Mevrouw Jacobi heeft, net als de heer Van der Vlies, gevraagd naar de particuliere historische buitenplaatsen. Ik heb aangegeven dat ik met de betreffende organisatie rond de tafel gezeten en met OCW afspraken heb gemaakt. Iedereen is hierover tevreden. Laten wij het zo doen, dan hebben wij na een hoop gesteggel hierover een buitengewoon goede oplossing gevonden waarmee iedereen tevreden is en uit de voeten kan.
Het volgende punt betreft IVN. IVN is opdrachtnemer van een aantal NME-projecten. Wij moeten proberen te voorkomen dat er belangenverstrengeling plaatsvindt. Dat is een van de afwegingen.
Mevrouw Snijder vraagt naar de cross compliance. De controle op aanwezigheid van de vergunning op grond van de Natuurbeschermingswet vindt plaats als tijdens de bedrijfscontrole blijkt dat er een dergelijke vergunningplicht is. Bestaand gebruik is vrijgesteld van een vergunningplicht totdat het beheerplan wordt vastgesteld. In geval van een nieuwe vestiging is meestal een vergunning vereist.
De heer Dibi zegt dat de sociaaleconomische paragraaf niet ten koste mag gaan van natuurdoelen. Het antwoord is nee, er wordt geen concessie gedaan aan de natuurdoelen.

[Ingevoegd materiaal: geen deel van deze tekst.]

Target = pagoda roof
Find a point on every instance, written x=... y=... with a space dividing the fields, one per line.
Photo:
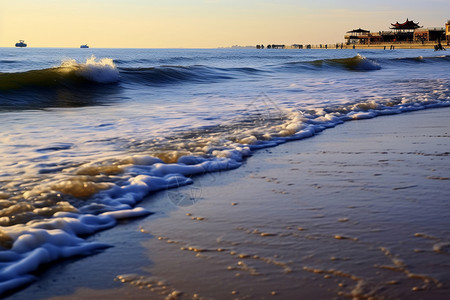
x=406 y=25
x=359 y=30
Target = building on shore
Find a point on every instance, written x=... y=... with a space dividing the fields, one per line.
x=407 y=32
x=447 y=32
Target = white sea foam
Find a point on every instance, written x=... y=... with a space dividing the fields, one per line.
x=98 y=70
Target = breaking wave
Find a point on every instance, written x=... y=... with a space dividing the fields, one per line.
x=71 y=84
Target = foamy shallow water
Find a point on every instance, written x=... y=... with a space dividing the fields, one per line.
x=86 y=138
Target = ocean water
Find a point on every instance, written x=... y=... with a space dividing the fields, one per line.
x=87 y=134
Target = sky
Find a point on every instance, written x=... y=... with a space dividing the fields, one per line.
x=203 y=23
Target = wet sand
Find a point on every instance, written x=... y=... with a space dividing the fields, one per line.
x=360 y=211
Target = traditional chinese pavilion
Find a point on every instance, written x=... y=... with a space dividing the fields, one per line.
x=408 y=26
x=406 y=32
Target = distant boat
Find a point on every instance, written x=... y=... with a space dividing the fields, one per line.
x=21 y=44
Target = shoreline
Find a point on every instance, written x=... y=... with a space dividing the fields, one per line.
x=329 y=216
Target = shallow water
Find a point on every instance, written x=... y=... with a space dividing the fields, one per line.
x=88 y=133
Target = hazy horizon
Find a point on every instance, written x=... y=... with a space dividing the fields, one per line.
x=202 y=23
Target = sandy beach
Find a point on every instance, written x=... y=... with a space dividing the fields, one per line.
x=359 y=211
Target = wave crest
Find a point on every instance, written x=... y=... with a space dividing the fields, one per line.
x=101 y=71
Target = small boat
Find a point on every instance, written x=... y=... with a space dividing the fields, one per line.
x=21 y=44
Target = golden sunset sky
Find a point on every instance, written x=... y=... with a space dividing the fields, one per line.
x=203 y=23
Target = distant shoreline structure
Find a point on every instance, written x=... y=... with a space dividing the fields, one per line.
x=21 y=44
x=407 y=35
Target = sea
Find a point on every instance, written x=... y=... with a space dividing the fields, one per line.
x=88 y=134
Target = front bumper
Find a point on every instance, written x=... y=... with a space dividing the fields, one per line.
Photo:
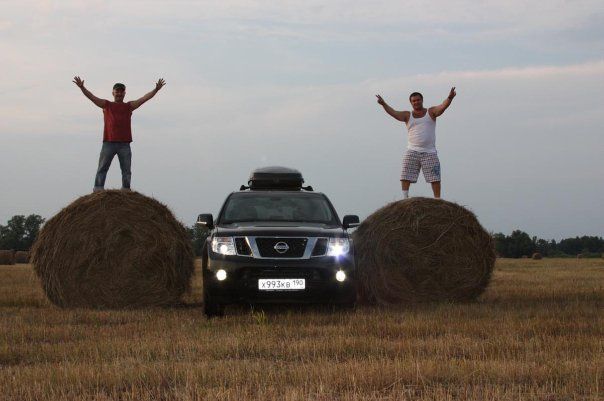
x=241 y=283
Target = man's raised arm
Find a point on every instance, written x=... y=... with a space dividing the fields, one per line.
x=438 y=110
x=80 y=83
x=135 y=104
x=399 y=115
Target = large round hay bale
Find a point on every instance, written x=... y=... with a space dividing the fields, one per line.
x=22 y=257
x=422 y=250
x=113 y=249
x=7 y=257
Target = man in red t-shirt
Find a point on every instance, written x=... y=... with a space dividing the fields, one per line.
x=117 y=133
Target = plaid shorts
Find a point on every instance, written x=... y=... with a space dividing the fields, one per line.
x=414 y=161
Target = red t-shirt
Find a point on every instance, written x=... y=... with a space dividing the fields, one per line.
x=117 y=122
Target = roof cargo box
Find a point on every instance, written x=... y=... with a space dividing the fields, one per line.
x=276 y=177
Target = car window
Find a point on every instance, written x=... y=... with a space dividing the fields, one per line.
x=277 y=207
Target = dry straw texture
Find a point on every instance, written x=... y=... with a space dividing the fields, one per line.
x=7 y=257
x=22 y=257
x=422 y=250
x=113 y=249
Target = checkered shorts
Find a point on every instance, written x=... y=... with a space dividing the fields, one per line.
x=413 y=161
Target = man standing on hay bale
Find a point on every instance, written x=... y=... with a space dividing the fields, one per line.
x=421 y=148
x=117 y=133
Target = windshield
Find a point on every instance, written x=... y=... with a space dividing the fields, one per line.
x=289 y=207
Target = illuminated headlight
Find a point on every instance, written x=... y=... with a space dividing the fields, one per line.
x=338 y=246
x=224 y=245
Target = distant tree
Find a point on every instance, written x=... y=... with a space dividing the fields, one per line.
x=20 y=232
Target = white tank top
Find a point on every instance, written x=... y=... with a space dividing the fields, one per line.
x=422 y=133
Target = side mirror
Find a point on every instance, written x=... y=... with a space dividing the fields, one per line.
x=350 y=220
x=206 y=220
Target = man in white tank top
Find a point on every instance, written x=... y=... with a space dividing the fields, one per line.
x=421 y=148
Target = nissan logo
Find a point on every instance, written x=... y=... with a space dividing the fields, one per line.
x=281 y=247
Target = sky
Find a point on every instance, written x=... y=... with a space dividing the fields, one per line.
x=251 y=84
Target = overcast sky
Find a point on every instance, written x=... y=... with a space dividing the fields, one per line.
x=289 y=83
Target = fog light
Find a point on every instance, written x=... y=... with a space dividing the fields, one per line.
x=221 y=275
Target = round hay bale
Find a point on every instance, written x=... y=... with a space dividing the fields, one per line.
x=7 y=257
x=113 y=249
x=22 y=257
x=421 y=250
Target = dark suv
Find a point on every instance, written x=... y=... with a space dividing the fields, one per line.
x=275 y=241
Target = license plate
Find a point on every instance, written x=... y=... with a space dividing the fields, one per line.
x=281 y=284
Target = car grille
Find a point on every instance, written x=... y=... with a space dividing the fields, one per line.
x=320 y=247
x=266 y=247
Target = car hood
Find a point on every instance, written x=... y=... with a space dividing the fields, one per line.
x=285 y=229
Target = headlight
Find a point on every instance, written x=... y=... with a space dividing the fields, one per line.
x=338 y=246
x=224 y=245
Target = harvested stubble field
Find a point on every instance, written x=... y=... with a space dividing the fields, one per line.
x=537 y=333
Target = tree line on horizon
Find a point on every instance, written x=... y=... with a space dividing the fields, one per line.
x=21 y=231
x=520 y=244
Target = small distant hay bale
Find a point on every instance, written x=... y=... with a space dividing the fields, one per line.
x=7 y=257
x=113 y=249
x=422 y=250
x=22 y=257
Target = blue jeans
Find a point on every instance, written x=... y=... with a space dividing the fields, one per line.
x=124 y=155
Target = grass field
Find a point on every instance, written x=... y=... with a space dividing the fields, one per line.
x=536 y=334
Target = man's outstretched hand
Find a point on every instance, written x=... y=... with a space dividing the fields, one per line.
x=78 y=81
x=160 y=84
x=452 y=93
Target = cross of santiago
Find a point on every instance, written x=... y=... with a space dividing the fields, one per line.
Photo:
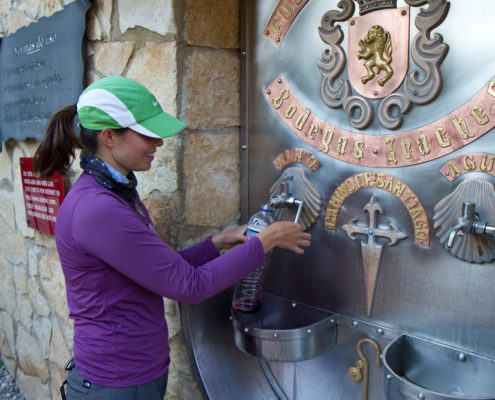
x=372 y=251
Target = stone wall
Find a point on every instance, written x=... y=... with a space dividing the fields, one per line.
x=186 y=51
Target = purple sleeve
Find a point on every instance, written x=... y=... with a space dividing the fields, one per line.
x=110 y=230
x=200 y=253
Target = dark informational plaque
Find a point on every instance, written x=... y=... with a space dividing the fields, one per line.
x=42 y=70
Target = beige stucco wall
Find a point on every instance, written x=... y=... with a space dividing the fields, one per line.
x=186 y=51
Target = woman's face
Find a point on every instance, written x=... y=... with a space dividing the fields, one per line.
x=132 y=151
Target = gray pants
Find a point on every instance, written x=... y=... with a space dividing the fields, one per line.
x=79 y=388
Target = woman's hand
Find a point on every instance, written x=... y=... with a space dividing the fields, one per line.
x=284 y=234
x=228 y=239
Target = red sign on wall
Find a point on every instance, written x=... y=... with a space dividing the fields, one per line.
x=42 y=197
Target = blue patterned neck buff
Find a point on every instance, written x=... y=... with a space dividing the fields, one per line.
x=109 y=177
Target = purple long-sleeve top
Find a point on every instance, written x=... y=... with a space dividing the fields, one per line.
x=116 y=272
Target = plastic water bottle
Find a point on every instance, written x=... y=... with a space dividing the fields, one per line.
x=249 y=291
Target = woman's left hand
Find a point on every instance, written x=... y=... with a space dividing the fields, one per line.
x=228 y=239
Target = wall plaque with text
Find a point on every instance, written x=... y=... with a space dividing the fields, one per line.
x=42 y=197
x=41 y=70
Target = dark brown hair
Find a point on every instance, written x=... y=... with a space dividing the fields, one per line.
x=57 y=148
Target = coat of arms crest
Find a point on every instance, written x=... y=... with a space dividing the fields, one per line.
x=378 y=59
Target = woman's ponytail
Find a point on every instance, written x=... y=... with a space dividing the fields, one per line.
x=57 y=148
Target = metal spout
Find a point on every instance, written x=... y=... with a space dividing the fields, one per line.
x=469 y=222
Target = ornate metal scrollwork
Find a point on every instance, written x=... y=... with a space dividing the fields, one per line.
x=428 y=52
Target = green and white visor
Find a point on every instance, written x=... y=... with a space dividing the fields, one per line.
x=117 y=102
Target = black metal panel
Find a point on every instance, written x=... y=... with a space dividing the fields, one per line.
x=42 y=70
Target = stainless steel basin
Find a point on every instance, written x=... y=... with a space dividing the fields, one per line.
x=416 y=368
x=284 y=330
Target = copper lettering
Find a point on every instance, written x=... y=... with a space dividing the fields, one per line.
x=443 y=141
x=420 y=223
x=278 y=101
x=491 y=91
x=327 y=139
x=405 y=145
x=461 y=127
x=310 y=163
x=275 y=27
x=398 y=189
x=484 y=167
x=391 y=154
x=410 y=195
x=301 y=120
x=423 y=147
x=360 y=182
x=479 y=115
x=314 y=129
x=380 y=183
x=368 y=179
x=291 y=110
x=341 y=146
x=412 y=204
x=288 y=12
x=468 y=161
x=453 y=170
x=358 y=149
x=298 y=155
x=421 y=235
x=415 y=212
x=388 y=184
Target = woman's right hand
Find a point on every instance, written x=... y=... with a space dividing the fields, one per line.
x=284 y=234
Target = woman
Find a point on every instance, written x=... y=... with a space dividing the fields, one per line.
x=116 y=267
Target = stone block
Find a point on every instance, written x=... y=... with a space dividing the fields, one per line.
x=53 y=283
x=7 y=339
x=213 y=23
x=162 y=209
x=7 y=287
x=30 y=355
x=17 y=19
x=211 y=89
x=112 y=58
x=98 y=20
x=155 y=67
x=162 y=175
x=155 y=15
x=211 y=168
x=59 y=351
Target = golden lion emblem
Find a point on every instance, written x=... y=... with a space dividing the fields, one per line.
x=376 y=43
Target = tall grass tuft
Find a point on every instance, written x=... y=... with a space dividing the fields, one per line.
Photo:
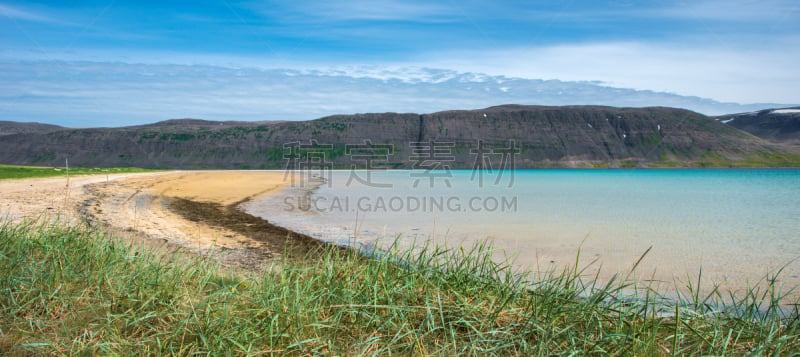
x=80 y=291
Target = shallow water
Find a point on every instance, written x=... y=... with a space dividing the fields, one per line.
x=736 y=225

Verder vraagt hij naar de vos. De vos zou mooi op ganzen kunnen jagen, maar hij jaagt niet alleen op ganzen. Als hij hierop af te richten was, zou dat mooi zijn. Hij haalt nesten uit van zogenaamde grondbroeders, vogels die op de grond broeden en op enig moment een ei leggen. Vervolgens maakt de vos de nesten leeg. Hij doet dit overigens ook wel eens in de bebouwde kom, waar hij kippenrennen leeghaalt. Soms neemt hij niet alleen de eieren, maar ook nog de kippen. Hier moet dus iets aan gebeuren.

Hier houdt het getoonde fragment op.